What about Reimarus? What did he think the “historical” Jesus was like?
1. Jesus was aspired to be the messianic king on the throne of Jerusalem but he was a political pretender.
2. Jesus’ aspirations were frustrated by the outworkings of history and he died in despair crying out to God in wonder of why God had abandoned him.
3. The notion of a spiritual resurrected Messiah was invented by his disciples.
Albert Schweitzer (1875-1965), famous for being a missionary doctor in Africa (Out of My Life) and for his “reverence for life,” had three earned doctorates — music, theology, and medicine — and it was his second one that got him in trouble with the religious authorities. When he sniffed the wind of opposition to his free-thinking about Jesus, he chose to spend his life in Africa in obscurity as he worked out his own ideas.

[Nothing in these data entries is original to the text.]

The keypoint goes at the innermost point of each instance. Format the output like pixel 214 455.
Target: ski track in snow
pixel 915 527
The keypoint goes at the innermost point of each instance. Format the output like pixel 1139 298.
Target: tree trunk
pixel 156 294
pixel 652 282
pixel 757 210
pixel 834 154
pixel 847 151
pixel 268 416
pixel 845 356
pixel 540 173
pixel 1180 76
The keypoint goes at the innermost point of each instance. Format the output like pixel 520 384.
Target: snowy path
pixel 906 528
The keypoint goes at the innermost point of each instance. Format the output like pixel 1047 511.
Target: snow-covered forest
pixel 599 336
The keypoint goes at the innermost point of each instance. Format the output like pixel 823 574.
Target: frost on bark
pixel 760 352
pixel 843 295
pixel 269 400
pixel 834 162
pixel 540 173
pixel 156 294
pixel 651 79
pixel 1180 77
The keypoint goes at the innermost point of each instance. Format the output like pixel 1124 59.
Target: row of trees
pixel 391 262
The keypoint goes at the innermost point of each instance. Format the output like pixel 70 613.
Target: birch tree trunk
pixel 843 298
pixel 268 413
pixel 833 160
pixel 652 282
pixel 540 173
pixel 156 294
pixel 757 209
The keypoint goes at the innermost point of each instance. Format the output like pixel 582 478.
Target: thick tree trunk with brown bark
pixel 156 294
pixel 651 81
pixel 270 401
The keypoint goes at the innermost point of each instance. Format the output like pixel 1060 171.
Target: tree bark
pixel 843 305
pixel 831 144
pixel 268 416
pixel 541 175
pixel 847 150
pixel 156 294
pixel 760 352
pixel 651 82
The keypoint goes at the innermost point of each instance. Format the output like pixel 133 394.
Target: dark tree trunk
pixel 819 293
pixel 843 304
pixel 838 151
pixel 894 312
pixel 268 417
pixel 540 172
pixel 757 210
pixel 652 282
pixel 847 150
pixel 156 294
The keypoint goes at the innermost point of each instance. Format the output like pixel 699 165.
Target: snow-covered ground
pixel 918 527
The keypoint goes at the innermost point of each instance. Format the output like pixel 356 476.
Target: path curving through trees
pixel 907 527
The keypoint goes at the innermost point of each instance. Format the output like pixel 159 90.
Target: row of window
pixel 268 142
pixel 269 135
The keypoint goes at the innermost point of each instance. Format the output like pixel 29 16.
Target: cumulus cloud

At the turn of the 20th Century, he published a book now called The Quest of the Historical Jesus that changed the scholarly approach to Jesus. Building on Reimarus and taking the form of a travelogue through the history of Jesus books, Schweitzer’s final chapters spelled out his own ideas on Jesus — and they were very similar to Johannes Weiss, a contemporary German scholar.
1. Jesus was an enthusiastic political aspirant who was absorbed in an apocalyptic mindset — the world was about to end.
2. So convinced was he that the end was imminent, he sent out his twelve to evangelize and was convinced the would not get back before the end of history: Matthew 10:23 (“you will not finish going through the cities of Israel before the Son of Man comes”).
3. When the twelve returned, Jesus was shocked.
4. So he reconfigured his ideas to see himself in terms of the suffering servant of Isaiah.
5. Jesus acted in the last week to force God to act in history to bring about the end.
Here are the haunting words of Schweitzer, words not found in the later editions of his work.
“There is silence all around. The Baptist apppears, and cries: “Repent, for the Kingdom of Heaven is at hand.” Soon after that comes Jesus, and in the knowledge that He is the coming Son of Man lays hold of the wheel of the world to set it moving on that last revolution which to bring all ordinary history to a close. It refuses to turn, and He throws Himself upon it. Then it does turn; and crushes Him. Instead of bringing in the eschatological conditions, He has destroyed them. The wheel rolls onward, and the mangled body of the one immeasurably great Man, who was strong enough to think of Himself as the spiritual ruler of mankind and to bend history to His purpose, is hanging upon it still. That is His victory and His reign” (370-371).